With company like this, my attention's back onto the Nebraskan. His business card is out of my back pocket, and I hold it damned close to my face to try to read it. The Nebraskan has chosen cursive-type font for his number, and I have chosen vodka. I text him, but he replies that he's already in Pompano, and this for me is unreasonable, for downtown's more conducive to stumbling to another bar.

At this point, I'm just drinking on the street outside of Crazy 8's Sports Lounge. There's a boxing game against the wall near its entrance, sitting there oddly out of nowhere, like the boy-to-man wish machine from Big. Some guy is teaching a lady the proper technique to get maximum points when he swings too far back. The back of his arm collides with my collarbone. The maneuver does not get him a high score.

"Why did you hit me?" I ask. "I am nowhere close to that thing."

"I was attracted to you," is Chris' response.
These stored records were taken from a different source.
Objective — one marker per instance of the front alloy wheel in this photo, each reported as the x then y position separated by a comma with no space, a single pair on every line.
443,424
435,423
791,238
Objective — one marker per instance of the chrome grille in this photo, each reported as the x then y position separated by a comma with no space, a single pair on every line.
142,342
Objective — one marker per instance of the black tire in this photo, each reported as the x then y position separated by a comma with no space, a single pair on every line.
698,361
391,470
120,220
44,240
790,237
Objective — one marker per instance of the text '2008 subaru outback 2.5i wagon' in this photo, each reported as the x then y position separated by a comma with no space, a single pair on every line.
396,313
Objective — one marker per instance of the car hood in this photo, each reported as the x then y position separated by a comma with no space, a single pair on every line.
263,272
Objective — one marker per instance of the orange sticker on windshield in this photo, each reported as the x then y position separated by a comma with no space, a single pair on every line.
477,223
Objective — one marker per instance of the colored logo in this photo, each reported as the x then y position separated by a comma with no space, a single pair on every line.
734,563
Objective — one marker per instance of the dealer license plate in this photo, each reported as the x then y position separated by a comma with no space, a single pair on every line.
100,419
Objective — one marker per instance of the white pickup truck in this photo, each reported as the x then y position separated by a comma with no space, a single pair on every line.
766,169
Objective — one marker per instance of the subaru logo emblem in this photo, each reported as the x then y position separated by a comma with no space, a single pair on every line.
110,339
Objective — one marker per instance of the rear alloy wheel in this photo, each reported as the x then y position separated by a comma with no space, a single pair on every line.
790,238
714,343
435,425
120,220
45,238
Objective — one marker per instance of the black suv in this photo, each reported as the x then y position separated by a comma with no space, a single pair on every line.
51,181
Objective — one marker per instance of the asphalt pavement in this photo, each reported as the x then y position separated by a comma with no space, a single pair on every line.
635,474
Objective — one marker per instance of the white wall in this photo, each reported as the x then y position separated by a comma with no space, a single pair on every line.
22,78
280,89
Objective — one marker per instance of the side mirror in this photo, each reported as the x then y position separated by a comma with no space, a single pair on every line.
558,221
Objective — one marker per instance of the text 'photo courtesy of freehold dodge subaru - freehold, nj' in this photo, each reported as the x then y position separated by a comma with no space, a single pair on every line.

He has squinty brown eyes and wears a snug, black, baseball cap/fedora hybrid. It's worn and fits his mousy face.

"So what did you do tonight?" I ask.

"Was at Voodoo."

"You don't think Crazy 8's is a drastic change of venue?"

"No," Chris says. "I am going from friends over there to friends over here."

"How do you feel about this place being completely empty?"

"It makes me sad," he answers. "But when I find beautiful women [he mimicked hitting me again], I try to nail them."

"Do you know how I feel about cover bands?" I ask, as I take a swig of my beer.